Git Mailing List Archive on lore.kernel.org
 help / color / Atom feed
From: Derrick Stolee <stolee@gmail.com>
To: Abhishek Kumar via GitGitGadget <gitgitgadget@gmail.com>,
	git@vger.kernel.org
Cc: "Jakub Narębski" <jnareb@gmail.com>,
	"Taylor Blau" <me@ttaylorr.com>,
	"Abhishek Kumar" <abhishekkumar8222@gmail.com>
Subject: Re: [PATCH v2 05/10] commit-graph: implement generation data chunk
Date: Mon, 10 Aug 2020 12:28:10 -0400
Message-ID: <aee0ae56-3395-6848-d573-27a318d72755@gmail.com> (raw)
In-Reply-To: <cb797e20d79e9dcd3e0b953e0db3ed1defb9aa7c.1596941625.git.gitgitgadget@gmail.com>

On 8/8/2020 10:53 PM, Abhishek Kumar via GitGitGadget wrote:
> From: Abhishek Kumar <abhishekkumar8222@gmail.com>
> 
> As discovered by Ævar, we cannot increment graph version to
> distinguish between generation numbers v1 and v2 [1]. Thus, one of
> pre-requistes before implementing generation number was to distinguish
> between graph versions in a backwards compatible manner.
> 
> We are going to introduce a new chunk called Generation Data chunk (or
> GDAT).
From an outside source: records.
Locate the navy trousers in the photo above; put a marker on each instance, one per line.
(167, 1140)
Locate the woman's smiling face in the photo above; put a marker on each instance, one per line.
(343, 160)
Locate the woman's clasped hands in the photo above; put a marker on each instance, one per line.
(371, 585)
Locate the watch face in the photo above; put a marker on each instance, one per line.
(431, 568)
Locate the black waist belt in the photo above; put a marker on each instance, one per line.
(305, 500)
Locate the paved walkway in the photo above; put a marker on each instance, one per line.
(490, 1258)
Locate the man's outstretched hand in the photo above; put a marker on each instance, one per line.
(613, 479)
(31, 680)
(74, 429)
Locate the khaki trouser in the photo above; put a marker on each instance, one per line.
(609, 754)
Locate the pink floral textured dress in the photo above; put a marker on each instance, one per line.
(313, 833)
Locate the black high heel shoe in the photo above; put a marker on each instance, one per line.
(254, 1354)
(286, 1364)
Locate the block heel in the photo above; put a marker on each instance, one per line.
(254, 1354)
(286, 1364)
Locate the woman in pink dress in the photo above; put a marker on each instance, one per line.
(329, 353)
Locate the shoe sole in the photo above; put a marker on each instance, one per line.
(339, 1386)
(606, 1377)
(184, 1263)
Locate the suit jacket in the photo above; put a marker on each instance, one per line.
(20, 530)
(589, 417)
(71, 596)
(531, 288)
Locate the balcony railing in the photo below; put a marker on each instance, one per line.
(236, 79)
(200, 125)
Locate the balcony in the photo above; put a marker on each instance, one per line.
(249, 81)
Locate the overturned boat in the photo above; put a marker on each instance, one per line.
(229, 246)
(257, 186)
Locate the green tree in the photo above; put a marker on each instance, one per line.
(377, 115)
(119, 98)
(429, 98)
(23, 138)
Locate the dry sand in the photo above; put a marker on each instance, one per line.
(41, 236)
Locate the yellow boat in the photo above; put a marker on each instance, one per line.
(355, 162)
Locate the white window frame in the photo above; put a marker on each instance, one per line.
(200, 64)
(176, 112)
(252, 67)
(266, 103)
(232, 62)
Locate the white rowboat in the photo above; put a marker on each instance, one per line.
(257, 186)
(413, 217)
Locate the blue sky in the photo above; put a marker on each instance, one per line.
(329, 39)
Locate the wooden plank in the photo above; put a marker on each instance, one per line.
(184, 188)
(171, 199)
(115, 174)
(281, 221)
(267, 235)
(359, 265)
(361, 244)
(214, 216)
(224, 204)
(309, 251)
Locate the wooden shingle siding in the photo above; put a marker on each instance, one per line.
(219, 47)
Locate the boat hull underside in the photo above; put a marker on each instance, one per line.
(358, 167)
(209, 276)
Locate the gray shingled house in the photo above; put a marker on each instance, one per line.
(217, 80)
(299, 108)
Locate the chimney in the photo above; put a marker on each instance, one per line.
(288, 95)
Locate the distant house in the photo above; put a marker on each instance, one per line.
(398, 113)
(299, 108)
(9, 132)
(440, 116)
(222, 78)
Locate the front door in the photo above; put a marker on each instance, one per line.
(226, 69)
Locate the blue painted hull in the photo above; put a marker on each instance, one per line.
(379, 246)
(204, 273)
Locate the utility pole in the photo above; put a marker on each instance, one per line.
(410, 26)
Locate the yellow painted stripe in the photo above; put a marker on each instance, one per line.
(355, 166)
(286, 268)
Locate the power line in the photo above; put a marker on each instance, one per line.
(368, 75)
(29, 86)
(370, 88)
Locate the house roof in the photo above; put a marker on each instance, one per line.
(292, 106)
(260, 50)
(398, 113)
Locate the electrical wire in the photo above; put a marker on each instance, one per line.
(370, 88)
GDAT stores generation number v2 (and any subsequent versions),
> whereas CDAT will still store topological level.
> 
> Old Git does not understand GDAT chunk and would ignore it, reading
> topological levels from CDAT. New Git can parse GDAT and take advantage
> of newer generation numbers, falling back to topological levels when
> GDAT chunk is missing (as it would happen with a commit graph written
> by old Git).

There is a philosophical problem with this patch, and I'm not sure
about the right way to fix it, or if there really is a problem at all.
At minimum, the commit message needs to be improved to make the issue
clear:

This version of the chunk does not store corrected commit date offsets!

This commit add a chunk named "GDAT" and fills it with topological
levels. This is _different_ than the intended final format. For that
reason, the commit-graph-format.txt document is not updated.

The reason I say this is a "philosophical" problem is that this patch
introduces a version of Git that has a different interpretation of the
GDAT chunk than the version presented two patches later. While this
version would never be released, it still exists in history and could
present difficulty if someone were to bisect on an issue with the GDAT
chunk (using external data, not data produced by the compiled binary
at that version).

The justification for this commit the way you did it is clear: there
is a lot of test fallout to just including a new chunk. The question
is whether it is enough to justify this "dummy" implementation for
now?

The tricky bit is the series of three patches starting with this
one.

1. The next patch "commit-graph: return 64-bit generation number" can
   be reordered to be before this patch, no problem. I don't think
   there will be any text conflicts _except_ inside the
   write_graph_chunk_generation_data() method introduced here.

2. The patch after that, "commit-graph: implement corrected commit date"
   only has a small dependence: it writes to the GDAT chunk and parses
   it out. If you remove the interaction with the GDAT chunk, then you
   still have the computation as part of compute_generation_numbers()
   that is valuable. You will need to be careful about the exit
   condition, though, since you also introduce the topo_level chunk.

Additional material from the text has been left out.